The world is currently in upheaval. Topics regarding race and gender are coming to light in new and sometimes horrendous ways. People are coming under fire and being forced to hold a mirror up to their own biases. Kyle Laursen’s short film Josiah explores the way different people view particular aspects of society and shows how seemingly good intentions can be misguided. Race, gender, and class structures are put under a magnifying glass in Laursen’s smart and artfully constructed film Josiah.
The film centers around an extremely uncomfortable situation. A young black man named Brandon auditions for the role of a slave turned Buffalo Soldier. His role of Josiah plays opposite Wilford, the white army general who believes in his potential. As Brandon auditions, conversations about historical language, context, and art come forth and it becomes evident that his opinion is not really valued. The most glaring issue in the film is that of racism, but sexism and power also enters the dialogue. These conversations and interactions create an incredibly tense atmosphere and these themes are laid out through the superb acting of the characters.

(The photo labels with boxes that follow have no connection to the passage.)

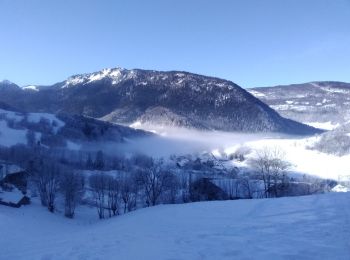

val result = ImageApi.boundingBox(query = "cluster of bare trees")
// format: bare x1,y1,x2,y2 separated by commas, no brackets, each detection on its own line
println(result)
249,147,290,198
89,157,179,219
27,158,84,218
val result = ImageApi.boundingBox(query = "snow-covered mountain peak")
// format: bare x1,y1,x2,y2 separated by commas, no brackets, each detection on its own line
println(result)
22,85,39,91
62,67,134,88
0,79,17,86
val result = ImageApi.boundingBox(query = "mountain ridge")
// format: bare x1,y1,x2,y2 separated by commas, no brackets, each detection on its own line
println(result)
0,68,317,134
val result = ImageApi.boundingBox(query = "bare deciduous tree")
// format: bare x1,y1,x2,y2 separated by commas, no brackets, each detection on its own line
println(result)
119,173,138,213
106,176,120,217
60,170,84,218
89,172,107,219
138,161,174,206
249,147,290,197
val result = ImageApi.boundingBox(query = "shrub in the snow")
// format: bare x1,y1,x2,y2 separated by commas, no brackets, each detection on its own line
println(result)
249,147,290,197
60,170,84,218
190,178,228,201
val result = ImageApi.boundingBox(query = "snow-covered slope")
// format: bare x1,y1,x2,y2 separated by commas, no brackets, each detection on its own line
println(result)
0,193,350,260
248,81,350,126
0,68,317,134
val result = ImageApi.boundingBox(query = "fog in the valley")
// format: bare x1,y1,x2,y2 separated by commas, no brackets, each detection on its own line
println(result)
87,127,296,157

The audition room has three men including Brandon and one woman. The woman, played by Melanie Chandra, is often spoken to as she is a child who is unaware of her surroundings. She also notices the underlying and unintentional racism coming from the director Jack, played by Kevin Dunn. Instead of voicing her concerns in private, she brings them up in front of Brandon, exposing her own biases. Like Jack, she means well, but her criticism casts Brandon is a critical light. Luke Forbes plays Brandon, a nervous young actor who is caught up in tense and somewhat situation. Forbes acting is dynamic as he moves from a talented hopeful actor to a man who has had enough.
Josiah is a thoughtful film that is sure to provoke numerous discussions. Nominated for best US Short, Josiah will premiere online at the Palm Springs International Shortfest.